Take exactly as prescribed, usually once daily in the morning.,Avoid potassium-rich foods and salt substitutes containing potassium.,Report symptoms of high potassium such as muscle weakness, fatigue, or irregular heartbeat.,May cause dizziness, so avoid driving until you know how you react.,Do not stop abruptly without consulting your doctor.
Take exactly as prescribed; do not increase dose or frequency without consulting your doctor.,Do not stop abruptly; reduce dose gradually to avoid withdrawal symptoms (e.g., anxiety, insomnia, seizures).,Avoid alcohol and other CNS depressants (e.g., opioids, sedatives) as they increase sedation and respiratory depression risk.,May cause drowsiness or dizziness; avoid driving or operating heavy machinery until you know how the drug affects you.,Report any unusual changes in mood, thoughts, or behavior (e.g., depression, suicidal thoughts).,Use effective contraception if of childbearing potential due to fetal harm risk; notify prescriber if pregnant or breastfeeding.
No interactions on record
No interactions on record
Explore head-to-head clinical comparisons of other medications in the same therapeutic classes.
Common clinical questions about CLOROTEKAL vs TRANXENE SD, answered by our medical review team.
CLOROTEKAL is a Benzodiazepine Anxiolytic that works by Chlorothiazide is a thiazide diuretic that inhibits the sodium-chloride symporter (NCC) in the distal convoluted tubule of the kidney, reducing sodium and chloride reabsorption, leading to increased diuresis and vasodilation.. TRANXENE SD is a Benzodiazepine Anxiolytic that works by Benzodiazepine that enhances GABA-A receptor activity by increasing the frequency of chloride channel opening, leading to neuronal inhibition.. They differ in pharmacokinetic profiles, FDA-approved indications, and side effect profiles.

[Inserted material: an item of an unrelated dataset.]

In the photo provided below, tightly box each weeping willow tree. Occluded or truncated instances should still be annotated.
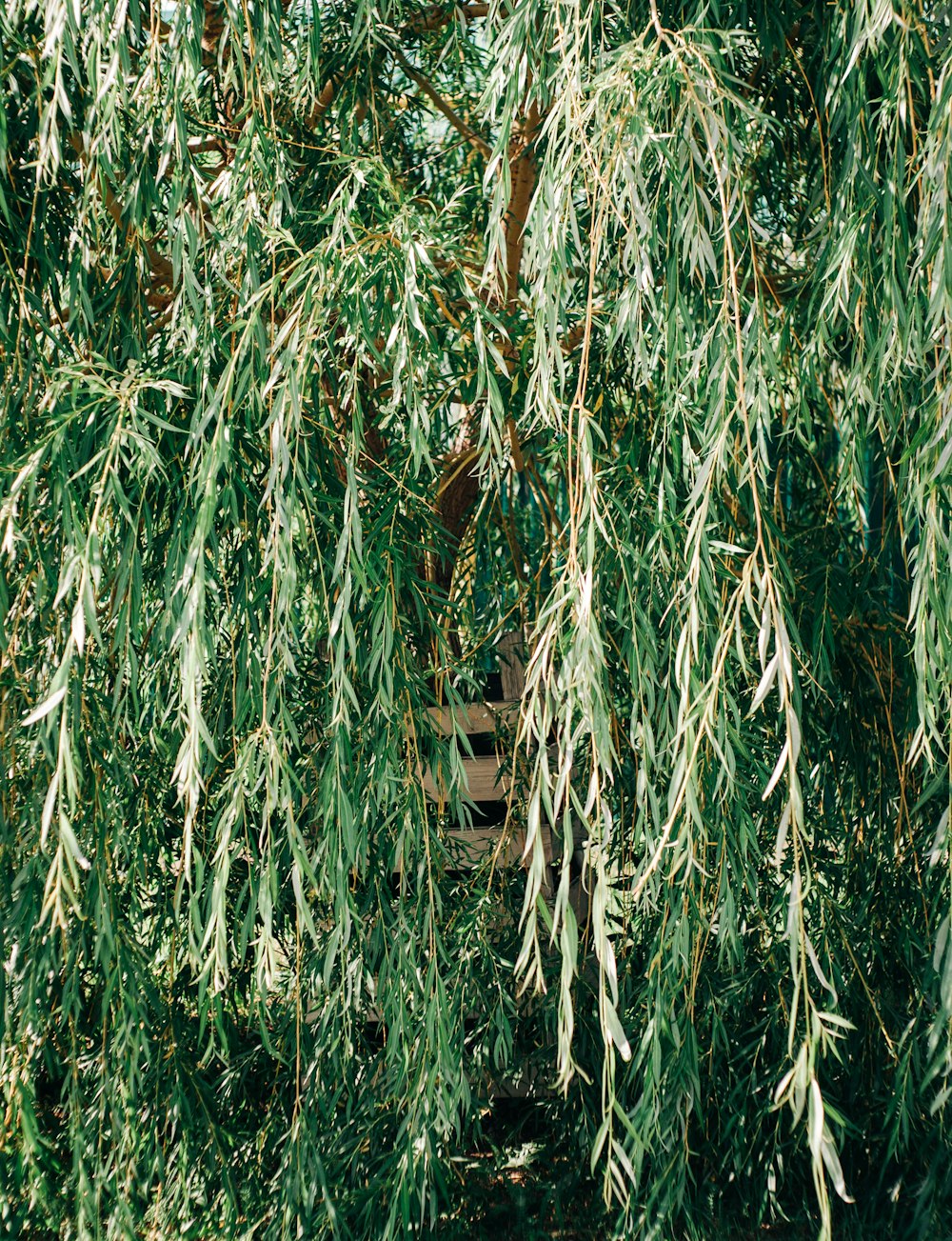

Potency comparisons between CLOROTEKAL and TRANXENE SD depend on the specific clinical indication. These are both Benzodiazepine Anxiolytic agents and are not directly interchangeable by dose. A physician or clinical pharmacist should guide any therapeutic switching decisions.

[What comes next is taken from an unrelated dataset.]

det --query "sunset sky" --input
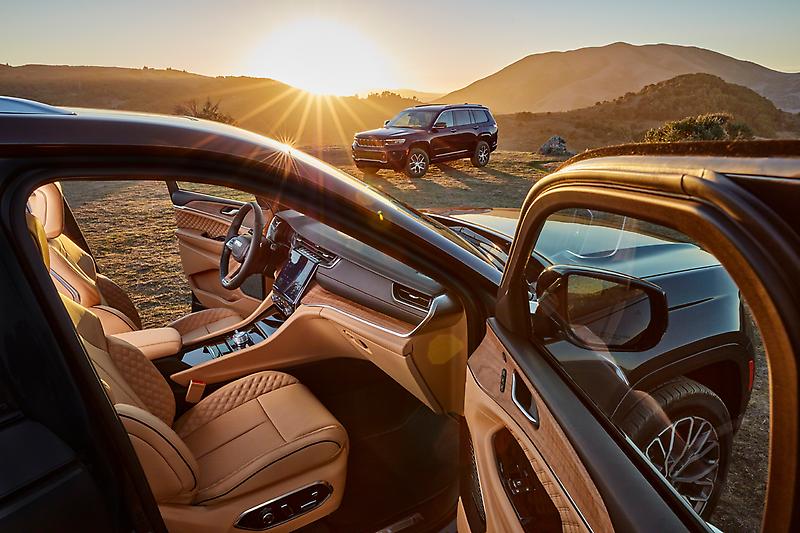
[0,0,800,94]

The standard adult dose of CLOROTEKAL is: 500 mg orally every 8 hours for 7-14 days.. The standard adult dose of TRANXENE SD is: Oral: 11.25-22.5 mg once daily (sustained-release formulation).. Dosing should always be individualized based on indication, renal and hepatic function, age, and other patient factors.

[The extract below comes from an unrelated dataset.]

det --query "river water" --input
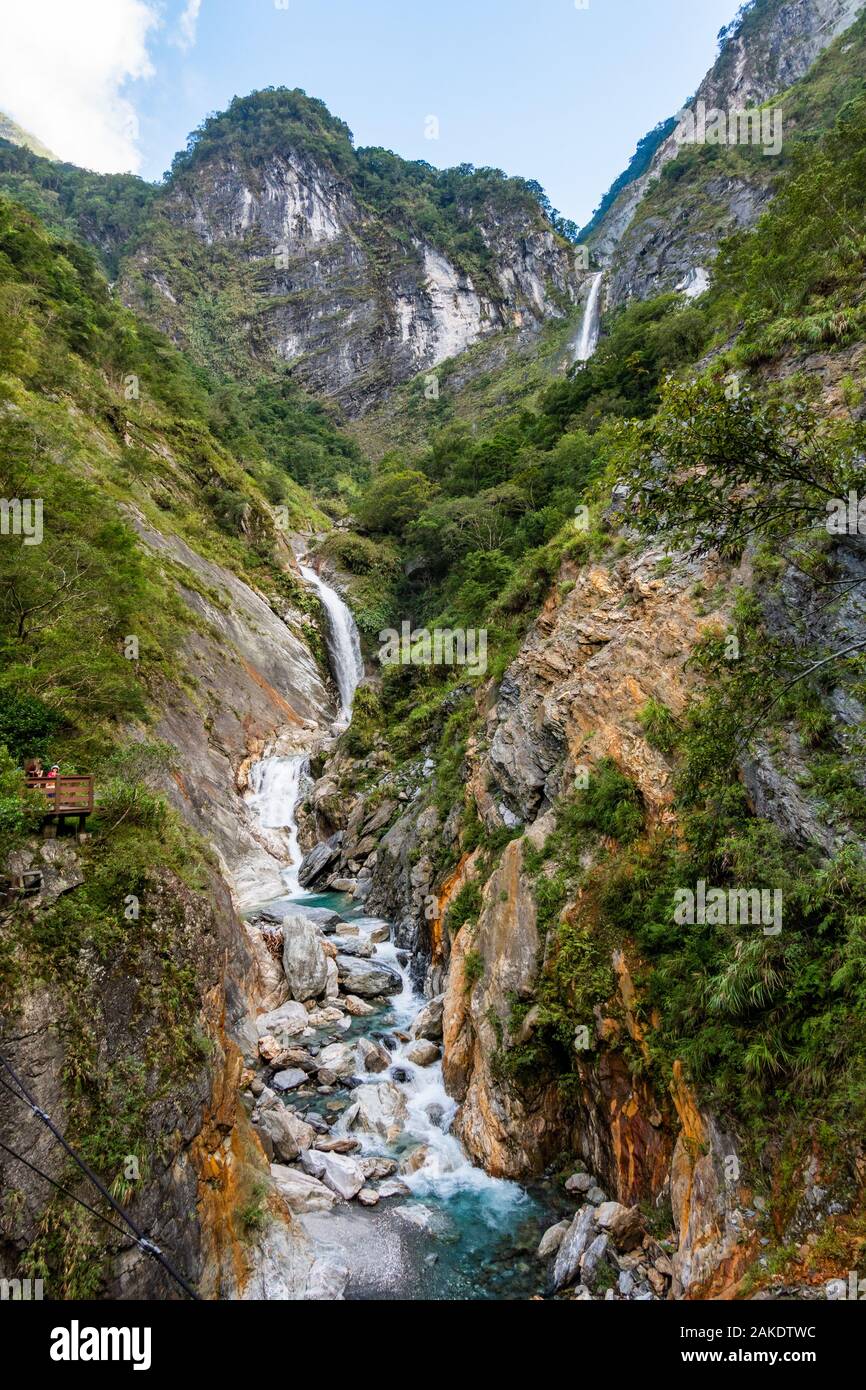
[240,567,562,1300]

No direct drug-drug interaction has been formally documented between CLOROTEKAL and TRANXENE SD in current clinical databases. However, individual patient risk factors including other medications, organ function, and comorbidities should always be evaluated by a qualified healthcare provider.
The maternal-fetal safety profiles differ. CLOROTEKAL is classified as Category C. CLOROTEKAL is contraindicated in pregnancy. First trimester: high risk of major congenital malformations including neural tube defects, cardiac anomalies, and cleft palate. Second . TRANXENE SD is classified as Category C. First trimester: Increased risk of congenital malformations (oral clefts) reported with benzodiazepine use; data specifically for clorazepate limited but class effect assumed. Seco. Always consult a maternal-fetal medicine specialist before taking either drug during pregnancy or lactation.